I'm a final-year Ph.D. student in AI at UC Berkeley, co-advised by Trevor Darrell and Joseph Gonzalez as part of the BAIR and Sky labs. I was a visiting researcher at FAIR within Meta for 2 years during my Ph.D. Before coming to Berkeley, I obtained my B.S. in computer science at Cornell University.

I work on improving the reliability and safety of multimodal models, especially within text generation. My focus has been on localizing and reducing hallucinations for vision + language models, along with measuring and using uncertainty and mitigating bias.

Being in tech, I stereotypically enjoy climbing, hiking, skiing, and woodworking. In recent years, I've survived a climbing accident, a nighttime bear encounter, and reviewer 2s. These have earned me metal screws in my ankle, a fear of Berkeley's mascot, and the papers below.

selected publications

  • How Much Do Language Priors Correlate With Hallucinations in Image Captions?
    Suzanne Petryk, Joseph E. Gonzalez, Trevor Darrell, Kate Saenko
    arXiv coming soon!
  • TL;DR: We automatically, densely annotate captions for correct/subjective/hallucinated text. We then find that subjective & hallucinated text correlates most strongly with language priors in recent instruction-tuned VLMs.

  • An Introduction to Vision-Language Modeling
    A great effort from Meta & collaborators, led by Florian Bordes! I am one of many co-authors.
    arXiv 2024
  • TL;DR: An intro to VLMs as of 2024, covering different model architecture families, training, responsible evaluation, and more.

  • ALOHa: A New Measure for Hallucination in Captioning Models
    Suzanne Petryk*, David M. Chan*, Anish Kachinthaya, Haodi Zou, John Canny, Joseph E. Gonzalez, Trevor Darrell
    NAACL 2024 (Oral)
  • TL;DR: Use an LLM to extract objects in candidate and reference captions, and measure their semantic similarity to find possible hallucinations.

    CLAIR figure
  • CLAIR: Evaluating Image Captions with Large Language Models
    David M. Chan, Suzanne Petryk, Joseph E. Gonzalez, Trevor Darrell, John Canny
    EMNLP 2023
  • TL;DR: Ask an LLM to evaluate an image caption from 1-100: surprisingly, it correlates strongly with human judgments.

    TLC result figure
  • Simple Token-Level Confidence Improves Caption Correctness
    Suzanne Petryk, Spencer Whitehead, Joseph E. Gonzalez, Trevor Darrell, Anna Rohrbach, Marcus Rohrbach
    WACV 2024, ICCV 2023 CLVL Workshop (Oral)
  • TL;DR: A simple method to measure image-caption correctness and reduce hallucinations. Uses token confidences that are either off-the-shelf (e.g., softmax score) or from a learned confidence estimator.

    Reliable VQA method figure
  • Reliable Visual Question Answering: Abstain Rather Than Answer Incorrectly
    Spencer Whitehead*, Suzanne Petryk*, Vedaad Shakib, Joseph E. Gonzalez, Trevor Darrell, Anna Rohrbach, Marcus Rohrbach
    ECCV 2022
  • TL;DR: Learn to say "I don't know" to VQA inputs that the model would've answered incorrectly.

    GALS method figure
  • On Guiding Visual Attention with Language Specification
    Suzanne Petryk*, Lisa Dunlap*, Keyan Nasseri, Joseph E. Gonzalez, Trevor Darrell, Anna Rohrbach
    CVPR 2022
  • TL;DR: Divert an image classifier's attention away from biases and towards task-relevant features by grounding human advice with CLIP.
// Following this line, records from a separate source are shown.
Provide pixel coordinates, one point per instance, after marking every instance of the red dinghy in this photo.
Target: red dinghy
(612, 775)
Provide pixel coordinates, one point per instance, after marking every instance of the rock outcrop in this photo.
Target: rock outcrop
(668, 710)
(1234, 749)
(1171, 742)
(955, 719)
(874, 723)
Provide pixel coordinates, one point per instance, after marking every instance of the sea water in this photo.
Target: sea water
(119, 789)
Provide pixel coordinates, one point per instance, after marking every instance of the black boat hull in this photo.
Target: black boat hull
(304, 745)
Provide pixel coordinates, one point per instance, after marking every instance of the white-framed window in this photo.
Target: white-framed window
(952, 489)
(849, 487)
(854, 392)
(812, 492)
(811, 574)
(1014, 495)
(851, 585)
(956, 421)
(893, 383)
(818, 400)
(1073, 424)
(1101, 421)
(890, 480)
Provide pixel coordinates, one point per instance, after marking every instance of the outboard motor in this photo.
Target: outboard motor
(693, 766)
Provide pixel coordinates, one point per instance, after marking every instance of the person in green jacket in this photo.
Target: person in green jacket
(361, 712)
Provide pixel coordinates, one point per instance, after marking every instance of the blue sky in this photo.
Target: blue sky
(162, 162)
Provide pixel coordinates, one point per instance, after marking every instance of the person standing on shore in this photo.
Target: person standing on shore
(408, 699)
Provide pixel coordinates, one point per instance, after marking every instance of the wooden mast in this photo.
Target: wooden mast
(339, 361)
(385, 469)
  • Remembering for the Right Reasons: Explanations Reduce Catastrophic Forgetting
    Sayna Ebrahimi, Suzanne Petryk, Akash Gokul, William Gan, Joseph E. Gonzalez, Marcus Rohrbach, Trevor Darrell
    ICLR 2021
  • TL;DR: Store model explanations in a memory bank during continual learning to reduce catastrophic forgetting.